Le voilier que l’étoile d’Igricheff lui avait fait découvrir près de Taïf s’appelait Ibn-el-Rihèh, fils du vent.
C’était un assez étrange bâtiment. Bien que sa silhouette générale rappelât celle des sambouks ou boutres de la mer Rouge avec un avant effilé et bas et un arrière assez haut et large, son gréement était tout autre.
L’Ibn-el-Rihèh était ponté, portait un foc, une trinquette et une grand-voile dont la bôme en pitchpin, pivotant autour du mât, balayait pendant les manœuvres toute la partie arrière du bateau, sauf, pourtant, la banquette légèrement surélevée où se tenait l’homme de barre. Un autre détail achevait de singulariser des sambouks cette grosse barque hybride, longue de quinze mètres, large de trois au maître couple : à l’arrière, un roof couvrait une cabine capable de loger deux personnes et à laquelle menait une brève échelle.
Sur le pont, par le travers du mât, une caisse en bois, recouverte de tôle, arrimée à tribord, abritait le foyer sur lequel on faisait la cuisine. À bâbord et à la même hauteur, se trouvait le four à pain : une barrique posée debout, ouverte dans le haut, solidement saisie sur le pont et contre le bastingage et revêtue intérieurement d’une épaisse couche de terre réfractaire. Dans l’axe du bâtiment, deux panneaux permettaient l’accès, l’un de la cale, l’autre d’un petit poste d’équipage qui servait aussi de soute à voiles et à filins et de puits à chaîne.
Pas d’autres commodités : aucun meuble, pas de matelas ni d’oreillers.

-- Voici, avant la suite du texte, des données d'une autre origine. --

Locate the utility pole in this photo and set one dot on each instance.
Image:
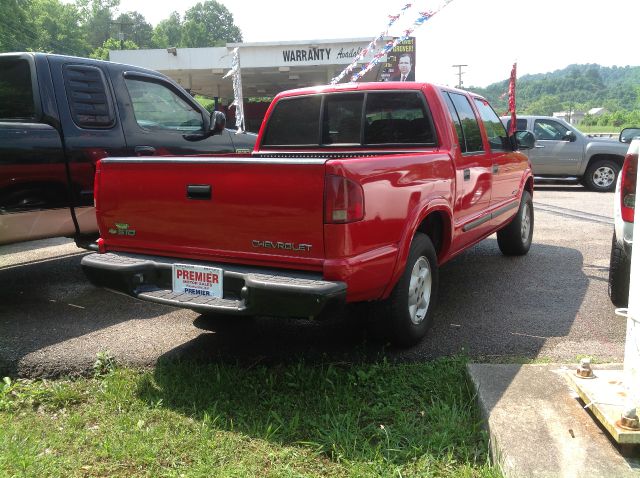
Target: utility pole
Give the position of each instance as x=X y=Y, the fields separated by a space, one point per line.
x=460 y=73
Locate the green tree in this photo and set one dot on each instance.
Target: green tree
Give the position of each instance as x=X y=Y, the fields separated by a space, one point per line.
x=135 y=28
x=58 y=28
x=168 y=32
x=209 y=24
x=16 y=30
x=102 y=52
x=97 y=20
x=545 y=105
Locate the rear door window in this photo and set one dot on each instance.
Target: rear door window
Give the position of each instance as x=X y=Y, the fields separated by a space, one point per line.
x=469 y=123
x=496 y=134
x=549 y=130
x=294 y=122
x=16 y=91
x=157 y=107
x=521 y=124
x=342 y=118
x=397 y=118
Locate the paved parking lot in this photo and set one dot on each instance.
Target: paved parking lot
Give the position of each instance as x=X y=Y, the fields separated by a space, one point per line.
x=551 y=303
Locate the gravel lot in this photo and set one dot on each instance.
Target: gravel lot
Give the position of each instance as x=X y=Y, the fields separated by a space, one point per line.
x=551 y=304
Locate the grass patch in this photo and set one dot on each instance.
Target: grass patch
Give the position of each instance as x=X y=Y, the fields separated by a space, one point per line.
x=186 y=419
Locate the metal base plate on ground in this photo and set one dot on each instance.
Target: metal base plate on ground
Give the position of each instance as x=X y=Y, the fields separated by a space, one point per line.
x=605 y=395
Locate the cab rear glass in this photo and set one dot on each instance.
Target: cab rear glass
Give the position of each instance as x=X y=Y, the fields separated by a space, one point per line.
x=351 y=119
x=16 y=91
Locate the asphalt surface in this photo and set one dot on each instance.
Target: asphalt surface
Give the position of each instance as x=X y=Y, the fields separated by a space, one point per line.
x=550 y=304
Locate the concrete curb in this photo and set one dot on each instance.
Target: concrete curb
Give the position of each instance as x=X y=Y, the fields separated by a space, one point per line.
x=538 y=427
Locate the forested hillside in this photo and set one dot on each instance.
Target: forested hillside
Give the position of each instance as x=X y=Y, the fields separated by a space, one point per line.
x=575 y=88
x=93 y=27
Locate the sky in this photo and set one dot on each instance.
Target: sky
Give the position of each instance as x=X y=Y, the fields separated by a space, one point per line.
x=486 y=35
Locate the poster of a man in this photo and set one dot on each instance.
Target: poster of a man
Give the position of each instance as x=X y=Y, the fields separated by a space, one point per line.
x=400 y=65
x=405 y=72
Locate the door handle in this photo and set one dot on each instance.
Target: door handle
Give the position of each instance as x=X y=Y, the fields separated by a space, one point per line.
x=199 y=191
x=144 y=150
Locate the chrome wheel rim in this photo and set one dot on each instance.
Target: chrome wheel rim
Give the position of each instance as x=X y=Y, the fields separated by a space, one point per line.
x=525 y=223
x=604 y=176
x=420 y=290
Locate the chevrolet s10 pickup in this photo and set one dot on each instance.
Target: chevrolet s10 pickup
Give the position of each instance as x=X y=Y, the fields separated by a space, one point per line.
x=354 y=193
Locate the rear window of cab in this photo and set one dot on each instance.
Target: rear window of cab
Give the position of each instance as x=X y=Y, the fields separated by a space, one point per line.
x=351 y=120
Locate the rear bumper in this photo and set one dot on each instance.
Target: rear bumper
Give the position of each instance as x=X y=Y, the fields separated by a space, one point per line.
x=247 y=290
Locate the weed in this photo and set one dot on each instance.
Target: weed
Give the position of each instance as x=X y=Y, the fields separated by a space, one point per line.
x=105 y=363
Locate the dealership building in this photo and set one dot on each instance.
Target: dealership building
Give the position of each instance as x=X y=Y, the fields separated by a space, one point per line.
x=266 y=68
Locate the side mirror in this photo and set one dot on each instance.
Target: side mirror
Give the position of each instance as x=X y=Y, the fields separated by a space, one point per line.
x=627 y=134
x=218 y=121
x=524 y=139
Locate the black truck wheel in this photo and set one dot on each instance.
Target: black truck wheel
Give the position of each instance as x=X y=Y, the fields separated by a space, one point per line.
x=619 y=275
x=405 y=317
x=601 y=175
x=515 y=238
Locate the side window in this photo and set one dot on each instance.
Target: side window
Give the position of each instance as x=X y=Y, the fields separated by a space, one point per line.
x=157 y=107
x=294 y=122
x=470 y=126
x=549 y=130
x=456 y=121
x=88 y=97
x=521 y=124
x=342 y=118
x=496 y=134
x=16 y=93
x=397 y=118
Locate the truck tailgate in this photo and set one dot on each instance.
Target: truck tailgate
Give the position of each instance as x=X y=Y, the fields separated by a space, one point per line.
x=251 y=210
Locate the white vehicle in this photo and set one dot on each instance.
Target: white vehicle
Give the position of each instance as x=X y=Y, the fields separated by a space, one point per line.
x=624 y=208
x=563 y=152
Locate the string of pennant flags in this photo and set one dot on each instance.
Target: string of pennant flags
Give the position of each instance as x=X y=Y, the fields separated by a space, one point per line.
x=238 y=100
x=389 y=45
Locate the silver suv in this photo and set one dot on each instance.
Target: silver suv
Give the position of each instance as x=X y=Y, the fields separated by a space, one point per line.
x=563 y=152
x=623 y=214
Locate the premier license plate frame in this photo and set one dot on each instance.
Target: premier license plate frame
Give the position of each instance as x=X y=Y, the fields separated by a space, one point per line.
x=197 y=280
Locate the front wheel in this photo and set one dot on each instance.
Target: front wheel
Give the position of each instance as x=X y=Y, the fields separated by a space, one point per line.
x=515 y=238
x=619 y=274
x=601 y=175
x=405 y=316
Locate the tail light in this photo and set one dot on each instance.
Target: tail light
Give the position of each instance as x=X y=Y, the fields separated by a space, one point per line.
x=96 y=185
x=628 y=187
x=344 y=200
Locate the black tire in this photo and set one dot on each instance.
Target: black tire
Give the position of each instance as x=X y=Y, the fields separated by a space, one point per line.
x=515 y=238
x=399 y=322
x=619 y=274
x=601 y=175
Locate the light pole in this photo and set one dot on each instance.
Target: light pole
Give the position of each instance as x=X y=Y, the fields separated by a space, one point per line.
x=460 y=73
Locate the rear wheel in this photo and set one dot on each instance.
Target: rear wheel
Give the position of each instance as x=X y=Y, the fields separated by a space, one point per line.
x=619 y=275
x=405 y=317
x=515 y=238
x=601 y=175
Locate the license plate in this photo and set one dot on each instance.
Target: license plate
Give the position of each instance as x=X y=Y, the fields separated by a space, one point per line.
x=197 y=280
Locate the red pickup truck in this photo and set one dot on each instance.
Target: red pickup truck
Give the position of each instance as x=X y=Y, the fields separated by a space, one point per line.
x=354 y=193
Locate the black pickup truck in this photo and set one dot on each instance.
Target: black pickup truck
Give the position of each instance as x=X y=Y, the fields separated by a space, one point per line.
x=60 y=114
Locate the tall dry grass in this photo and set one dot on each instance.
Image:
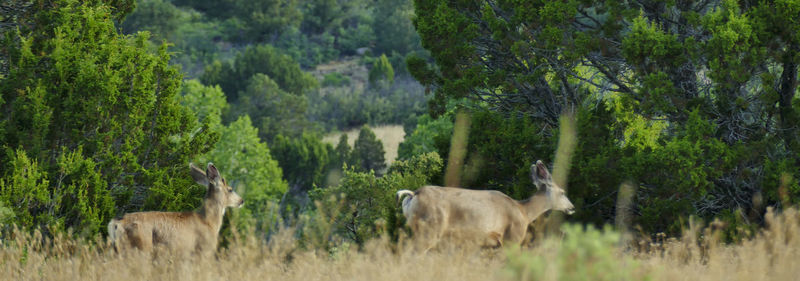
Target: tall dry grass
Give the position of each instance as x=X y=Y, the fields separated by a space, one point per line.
x=774 y=254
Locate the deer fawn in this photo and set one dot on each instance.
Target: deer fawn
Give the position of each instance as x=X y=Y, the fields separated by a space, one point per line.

Les paquets de mer éteignaient le feu au moindre gros temps et, sauf l’ombre mince que donnait la grand-voile suivant son orientation, il n’y avait point d’asile contre le soleil terrible de la mer Rouge.
Enfin, le pont était encombré d’une pirogue, de pièces de bois, de prélarts, de barils, de glènes, de cordages, semés dans le plus grand désordre. Parmi ces obstacles, des matelots noirs bondissaient.
Le seul espace dégagé par eux au moment où le bizarre bâtiment, échappant à la côte des Zaranigs et au feu yéménite, cingla vers le large, se trouvait à l’extrême pointe du bateau, autour du treuil qui servait à mouiller et à rentrer l’ancre. Pour se serrer contre leur maître autant que pour ne pas gêner la manœuvre, ce fut là que Hussein et Yasmina rejoignirent Igricheff.
Le visage du bâtard kirghize était sans expression. Les mains lâches, les muscles abandonnés, il regardait, sans plus la voir qu’un aveugle, l’eau profonde et bleue qui se fendait avec un sifflement léger et une vive ondulation écumeuse contre l’étrave du boutre. Il respirait doucement. C’était la seule activité consciente de son être, comme s’il eût voulu absorber dans ses cellules la densité et l’humidité marines avant de prendre contact avec la figure nouvelle de son destin.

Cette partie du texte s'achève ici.